E’ ormai nota la capacità dell’acqua di assumere forme diverse in relazione all’informazione che contiene. Diversi esperimenti sono stati fatti sul concetto di memoria dell’acqua ed è per questo che è ormai cosa sempre più comune pensare ad essa come ad un sistema capace di immagazzinare informazioni.
In questi esperimenti infatti abbiamo avuto la prova che pensieri, parole ed azioni possono avere degli effetti benefici o meno sull’acqua.

Si può affermare che la totalità delle nostre cellule galleggino in una marea di “acqua” che, appunto, presenta una serie di memorie.
Queste memorie si strutturano negli anni e non sono soltanto il risultato di ciò che diciamo, facciamo e pensiamo oggi, ma contengono anche le memorie dei nostri genitori ed antenati, così come quelle legate alle nostre vite precedenti.

Ma vediamo più da vicino la nostra “acqua”.
Il liquido interstiziale è una soluzione acquosa presente tra le cellule di un tessuto. La sua funzione principale è quella di mediare gli scambi fra le componenti cellulari dei vasi sanguigni e le cellule di un determinato tessuto.
Questo liquido permette il passaggio di elettroliti, sostanza nutritive e di scarto, nonché di ormoni e quello in eccesso viene drenato dal sistema linfatico, diventando linfa.

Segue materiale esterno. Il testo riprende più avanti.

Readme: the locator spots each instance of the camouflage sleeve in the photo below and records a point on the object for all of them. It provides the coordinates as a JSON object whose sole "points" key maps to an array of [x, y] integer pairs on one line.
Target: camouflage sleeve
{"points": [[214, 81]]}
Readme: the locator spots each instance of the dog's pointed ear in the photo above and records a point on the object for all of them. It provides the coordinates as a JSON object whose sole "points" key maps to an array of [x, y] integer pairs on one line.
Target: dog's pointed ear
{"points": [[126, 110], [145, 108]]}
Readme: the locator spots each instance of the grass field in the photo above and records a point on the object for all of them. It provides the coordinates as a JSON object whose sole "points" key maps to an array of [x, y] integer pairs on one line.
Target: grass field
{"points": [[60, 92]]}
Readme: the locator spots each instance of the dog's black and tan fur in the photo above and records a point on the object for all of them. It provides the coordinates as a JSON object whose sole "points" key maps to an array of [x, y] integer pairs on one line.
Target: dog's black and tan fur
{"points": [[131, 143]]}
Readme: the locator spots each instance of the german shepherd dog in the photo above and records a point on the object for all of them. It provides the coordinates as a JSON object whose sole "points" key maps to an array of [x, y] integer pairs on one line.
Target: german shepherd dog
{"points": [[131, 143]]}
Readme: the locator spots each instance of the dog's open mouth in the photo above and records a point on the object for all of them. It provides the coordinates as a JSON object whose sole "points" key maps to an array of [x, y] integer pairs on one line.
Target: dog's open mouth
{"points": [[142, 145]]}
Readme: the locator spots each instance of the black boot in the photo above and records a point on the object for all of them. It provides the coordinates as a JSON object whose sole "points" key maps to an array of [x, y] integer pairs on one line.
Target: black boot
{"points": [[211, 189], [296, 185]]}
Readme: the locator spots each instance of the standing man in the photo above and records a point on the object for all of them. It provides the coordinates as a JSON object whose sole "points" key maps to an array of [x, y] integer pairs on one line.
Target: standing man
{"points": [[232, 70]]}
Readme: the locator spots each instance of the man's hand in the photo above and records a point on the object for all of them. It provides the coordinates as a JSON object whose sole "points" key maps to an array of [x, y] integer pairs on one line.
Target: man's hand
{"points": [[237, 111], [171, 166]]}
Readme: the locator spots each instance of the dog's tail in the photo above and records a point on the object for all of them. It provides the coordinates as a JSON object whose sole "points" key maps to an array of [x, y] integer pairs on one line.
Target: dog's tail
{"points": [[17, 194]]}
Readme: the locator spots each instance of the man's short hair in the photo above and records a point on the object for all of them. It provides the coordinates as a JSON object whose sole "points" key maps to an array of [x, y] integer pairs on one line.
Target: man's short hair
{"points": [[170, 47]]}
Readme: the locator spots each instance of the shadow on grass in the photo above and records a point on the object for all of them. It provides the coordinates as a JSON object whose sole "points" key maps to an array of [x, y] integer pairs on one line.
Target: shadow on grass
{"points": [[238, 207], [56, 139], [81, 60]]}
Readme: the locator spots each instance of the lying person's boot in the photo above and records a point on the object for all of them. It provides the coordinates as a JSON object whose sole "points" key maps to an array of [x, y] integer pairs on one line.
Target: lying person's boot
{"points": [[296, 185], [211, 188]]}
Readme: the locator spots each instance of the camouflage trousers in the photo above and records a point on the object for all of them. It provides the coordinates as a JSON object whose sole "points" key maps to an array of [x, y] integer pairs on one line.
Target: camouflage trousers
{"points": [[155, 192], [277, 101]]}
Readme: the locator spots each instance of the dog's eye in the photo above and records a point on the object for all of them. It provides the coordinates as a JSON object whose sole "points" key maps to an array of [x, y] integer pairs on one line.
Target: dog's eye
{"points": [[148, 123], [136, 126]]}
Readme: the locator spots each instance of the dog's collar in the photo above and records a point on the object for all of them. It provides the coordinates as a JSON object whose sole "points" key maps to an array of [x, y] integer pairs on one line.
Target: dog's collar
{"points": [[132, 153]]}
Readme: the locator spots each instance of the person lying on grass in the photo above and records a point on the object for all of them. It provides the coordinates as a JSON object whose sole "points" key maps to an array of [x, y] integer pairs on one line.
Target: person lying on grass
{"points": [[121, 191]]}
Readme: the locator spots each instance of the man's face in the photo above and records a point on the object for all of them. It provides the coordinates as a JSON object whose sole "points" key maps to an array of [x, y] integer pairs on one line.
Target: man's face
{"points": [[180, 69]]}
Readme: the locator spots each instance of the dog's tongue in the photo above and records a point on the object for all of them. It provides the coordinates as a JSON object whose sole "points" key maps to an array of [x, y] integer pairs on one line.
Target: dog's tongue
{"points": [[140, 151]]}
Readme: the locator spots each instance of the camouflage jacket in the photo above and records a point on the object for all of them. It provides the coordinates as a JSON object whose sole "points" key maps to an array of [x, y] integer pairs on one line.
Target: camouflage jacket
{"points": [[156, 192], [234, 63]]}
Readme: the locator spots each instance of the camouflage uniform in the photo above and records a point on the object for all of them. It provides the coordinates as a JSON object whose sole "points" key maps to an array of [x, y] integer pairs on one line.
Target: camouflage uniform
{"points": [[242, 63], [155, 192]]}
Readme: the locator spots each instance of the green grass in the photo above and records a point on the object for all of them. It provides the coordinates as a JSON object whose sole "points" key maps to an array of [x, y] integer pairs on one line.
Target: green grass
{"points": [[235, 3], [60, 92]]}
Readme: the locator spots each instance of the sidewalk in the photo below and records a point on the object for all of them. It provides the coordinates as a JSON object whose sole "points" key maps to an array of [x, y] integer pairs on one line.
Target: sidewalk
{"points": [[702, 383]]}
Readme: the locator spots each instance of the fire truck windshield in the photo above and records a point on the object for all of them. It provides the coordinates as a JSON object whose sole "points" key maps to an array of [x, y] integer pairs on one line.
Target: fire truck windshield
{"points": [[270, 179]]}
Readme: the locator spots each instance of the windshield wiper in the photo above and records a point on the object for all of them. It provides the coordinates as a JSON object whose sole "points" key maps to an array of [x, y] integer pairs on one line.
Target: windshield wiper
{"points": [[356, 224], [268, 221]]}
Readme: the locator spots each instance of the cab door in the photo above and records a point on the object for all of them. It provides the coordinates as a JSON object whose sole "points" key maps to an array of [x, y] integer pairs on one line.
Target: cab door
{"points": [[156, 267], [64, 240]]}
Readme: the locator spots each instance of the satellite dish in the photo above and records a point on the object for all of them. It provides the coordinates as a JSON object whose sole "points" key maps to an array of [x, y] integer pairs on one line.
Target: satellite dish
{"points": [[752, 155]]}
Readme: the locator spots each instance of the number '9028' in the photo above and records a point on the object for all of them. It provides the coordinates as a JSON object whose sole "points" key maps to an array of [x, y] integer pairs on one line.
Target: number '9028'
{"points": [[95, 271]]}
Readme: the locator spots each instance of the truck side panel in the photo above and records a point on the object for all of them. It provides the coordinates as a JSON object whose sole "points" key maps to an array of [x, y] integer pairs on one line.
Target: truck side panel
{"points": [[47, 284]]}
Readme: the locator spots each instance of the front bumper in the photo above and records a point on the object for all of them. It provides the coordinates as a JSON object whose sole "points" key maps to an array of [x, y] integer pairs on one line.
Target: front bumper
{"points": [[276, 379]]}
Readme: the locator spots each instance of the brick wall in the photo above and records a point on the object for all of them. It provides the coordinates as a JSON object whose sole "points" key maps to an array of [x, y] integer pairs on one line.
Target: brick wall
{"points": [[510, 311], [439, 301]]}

La matrice extracellulare include invece, tutto il materiale presente tra una cellula e l’altra e funge da collegamento e ancoraggio delle cellule del nostro corpo. E’composta principalmente da glicoproteine e proteoglicani e, nel caso del tessuto connettivo, rappresenta la componente principale.

La matrice dunque, rappresenta la struttura che contiene il nostro liquido interstiziale. In relazione a quanto appena descritto, un liquido interstiziale fluido e sgombro di tossine insieme ad una matrice extracellulare coerentemente organizzata e flessibile, possono fornire all’organismo un buon grado di omeostasi.

In medicina naturale parliamo di tossine per intendere sia prodotti di scarto che si depositano come residuo del metabolismo cellulare, sia pensieri, emozioni e memorie stagnanti che rallentano allo stesso modo, la fluidità e l’efficienza della nostra “acqua”.

Le informazioni che stagnano e plasmano in questo modo il nostro liquido interstiziale, vanno a produrre cambiamenti a livello cellulare: se ad esempio vivo costantemente in una condizione di stress, indurrò un invecchiamento precoce delle mie cellule, ma senza che esse abbiano potuto sviluppare il loro intero potenziale.

Nella gran parte dei casi, lo stress viene favorito dal cercare a tutti i costi di mantenere in piedi un’immagine di noi che poco rispecchia ciò che siamo realmente. Svolgere un lavoro che non ci appartiene o relazionarci con l’altro e con noi stessi in modo meccanico ed automatico, sono tutti esempi di condizioni che possono portarci a vivere in una condizione di stress costante.